From Bloomberg News
The retail market for women who prefer to dress conservatively could be worth more than $350 billion in two years.
The first time Maria Alia wore a hijab was her first day as a freshman at Baker High School in Mobile, Ala. Her father is Sunni Muslim, and all the women in her family wore a head covering, including her Puerto Rican mother. Alia loved clothes, but she never saw anyone who looked like her on style blogs or in magazines. In high fashion, “beautiful” has rarely been depicted as a hijab-wearing Muslim.

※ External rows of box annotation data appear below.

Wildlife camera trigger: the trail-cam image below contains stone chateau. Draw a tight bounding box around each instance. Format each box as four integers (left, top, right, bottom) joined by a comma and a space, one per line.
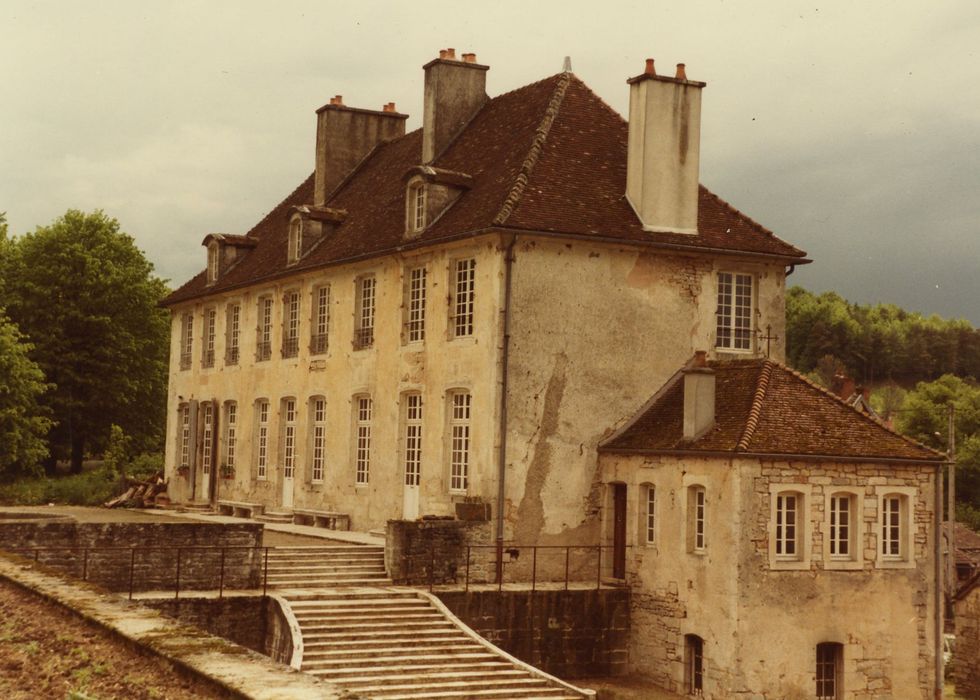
166, 49, 942, 698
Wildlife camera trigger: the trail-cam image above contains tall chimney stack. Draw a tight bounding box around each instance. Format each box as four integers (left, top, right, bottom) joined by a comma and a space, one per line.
422, 49, 490, 163
313, 95, 408, 206
626, 58, 705, 234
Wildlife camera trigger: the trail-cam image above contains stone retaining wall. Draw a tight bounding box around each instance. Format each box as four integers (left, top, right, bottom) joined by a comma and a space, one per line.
436, 589, 630, 679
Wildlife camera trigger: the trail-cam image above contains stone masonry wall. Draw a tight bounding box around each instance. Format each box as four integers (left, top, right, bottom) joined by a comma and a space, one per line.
953, 586, 980, 698
438, 589, 630, 679
385, 520, 492, 586
0, 519, 263, 591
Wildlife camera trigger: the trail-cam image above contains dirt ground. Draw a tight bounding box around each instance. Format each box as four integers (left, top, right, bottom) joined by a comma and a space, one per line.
0, 581, 225, 700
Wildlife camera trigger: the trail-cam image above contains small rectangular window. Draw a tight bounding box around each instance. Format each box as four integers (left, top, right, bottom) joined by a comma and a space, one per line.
354, 396, 373, 486
449, 258, 476, 338
282, 291, 299, 358
225, 304, 242, 365
405, 267, 426, 343
310, 284, 330, 355
201, 309, 218, 367
255, 296, 272, 362
354, 275, 376, 350
180, 313, 194, 369
255, 400, 269, 479
449, 391, 472, 492
405, 394, 422, 486
310, 398, 327, 483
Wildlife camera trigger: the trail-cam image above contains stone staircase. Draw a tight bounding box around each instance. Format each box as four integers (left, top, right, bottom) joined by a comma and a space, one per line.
285, 588, 594, 700
268, 544, 391, 589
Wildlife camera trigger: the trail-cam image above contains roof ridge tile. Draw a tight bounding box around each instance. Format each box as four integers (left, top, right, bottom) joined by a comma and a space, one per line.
493, 73, 571, 226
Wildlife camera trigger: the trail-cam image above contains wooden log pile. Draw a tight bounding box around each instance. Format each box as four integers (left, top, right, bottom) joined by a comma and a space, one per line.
102, 472, 167, 508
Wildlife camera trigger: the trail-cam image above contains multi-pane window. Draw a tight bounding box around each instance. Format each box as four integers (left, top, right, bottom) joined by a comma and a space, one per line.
201, 401, 214, 479
255, 296, 272, 362
177, 404, 191, 467
224, 401, 238, 469
449, 258, 476, 338
449, 391, 473, 491
201, 309, 218, 367
684, 634, 704, 696
354, 275, 377, 350
282, 291, 299, 357
643, 485, 657, 544
776, 493, 800, 559
715, 272, 752, 350
310, 285, 330, 355
405, 267, 425, 343
310, 397, 327, 483
225, 304, 242, 365
405, 394, 422, 486
354, 396, 373, 485
255, 399, 269, 479
830, 494, 855, 559
180, 313, 194, 369
816, 642, 844, 700
687, 486, 707, 552
282, 399, 296, 479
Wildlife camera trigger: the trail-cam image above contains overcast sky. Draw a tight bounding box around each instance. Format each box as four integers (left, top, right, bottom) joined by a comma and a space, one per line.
0, 0, 980, 325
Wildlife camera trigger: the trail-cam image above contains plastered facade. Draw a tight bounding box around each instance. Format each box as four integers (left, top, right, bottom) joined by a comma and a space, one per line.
600, 455, 935, 699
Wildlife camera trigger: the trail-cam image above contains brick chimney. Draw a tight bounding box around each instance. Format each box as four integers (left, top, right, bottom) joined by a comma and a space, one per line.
626, 58, 705, 234
313, 95, 408, 206
683, 350, 715, 440
422, 49, 490, 163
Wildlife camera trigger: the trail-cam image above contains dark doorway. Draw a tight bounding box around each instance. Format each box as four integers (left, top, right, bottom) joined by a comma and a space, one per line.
612, 484, 626, 578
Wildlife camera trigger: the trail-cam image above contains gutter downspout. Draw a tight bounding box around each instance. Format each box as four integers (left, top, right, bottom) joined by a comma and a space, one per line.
496, 234, 517, 583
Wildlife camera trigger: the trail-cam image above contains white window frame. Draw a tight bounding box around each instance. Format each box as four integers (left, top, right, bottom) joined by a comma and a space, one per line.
402, 391, 424, 486
715, 270, 756, 353
310, 284, 330, 355
225, 301, 242, 365
449, 257, 476, 338
875, 485, 916, 569
310, 396, 327, 484
823, 486, 864, 570
353, 394, 374, 487
446, 389, 473, 494
404, 265, 428, 344
255, 399, 269, 481
221, 401, 238, 469
353, 274, 378, 350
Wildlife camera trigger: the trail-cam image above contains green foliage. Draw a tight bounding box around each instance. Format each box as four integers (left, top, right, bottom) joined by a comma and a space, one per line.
786, 287, 980, 382
0, 308, 52, 476
0, 210, 170, 471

Once she started posting selfies to her Instagram account, however, other Muslim girls started reaching out to her, asking for tips. Alia, now 26, has more than 400,000 followers on Instagram, making her one of the platform’s popular “modest fashion” influencers. She’s been hired by Tiffany, Giorgio Armani, H&M, and other brands, often wearing a headscarf printed in a riot of colors or patterns. Sometimes she’ll wear a long Carolina Herrera dress; other days she’ll pair jeans with Nike M2K Tekno sneakers. She’s one of several online stars who, in the last two years, have turned “modest fashion” into the unlikeliest buzzword since “fanny pack.”
The style is as old as Adam and Eve, but it’s newly cool. “Everyone has their own interpretation of modesty,” Alia says. “But this idea that it’s just a very plain, no adornment, humble way of dressing—that was some other person’s definition.”
In an industry where putting a black model on the cover of a fashion magazine still counts as news, the huge followings of stylish Muslim women such as Alia have given brands the courage to think beyond primarily white, waiflike images and embrace a broader range of bodies and cultures. “Social media formulated a new ‘cool kid’ in society,” says Alia Khan, chairwoman of the Dubai-based Islamic Fashion and Design Council. “Now the modest woman has a community. She no longer has to feel like she is alone.”
One of the coolest of these new cool kids is Muslim model Halima Aden(780,000 Instagram followers). After she won notice for wearing a hijab and burkini in the Miss Minnesota USA beauty pageant two years ago, she’s appeared on 10 magazine covers, including British Vogue and Allure. “I have women messaging me on social media every day thanking me for essentially, in their eyes, making modest clothing cool,” says Aden, who was born in a Kenyan refugee camp. “I never knew a black, hijab-wearing Muslim woman could be in high fashion. It’s hard to visualize something you haven’t seen before.”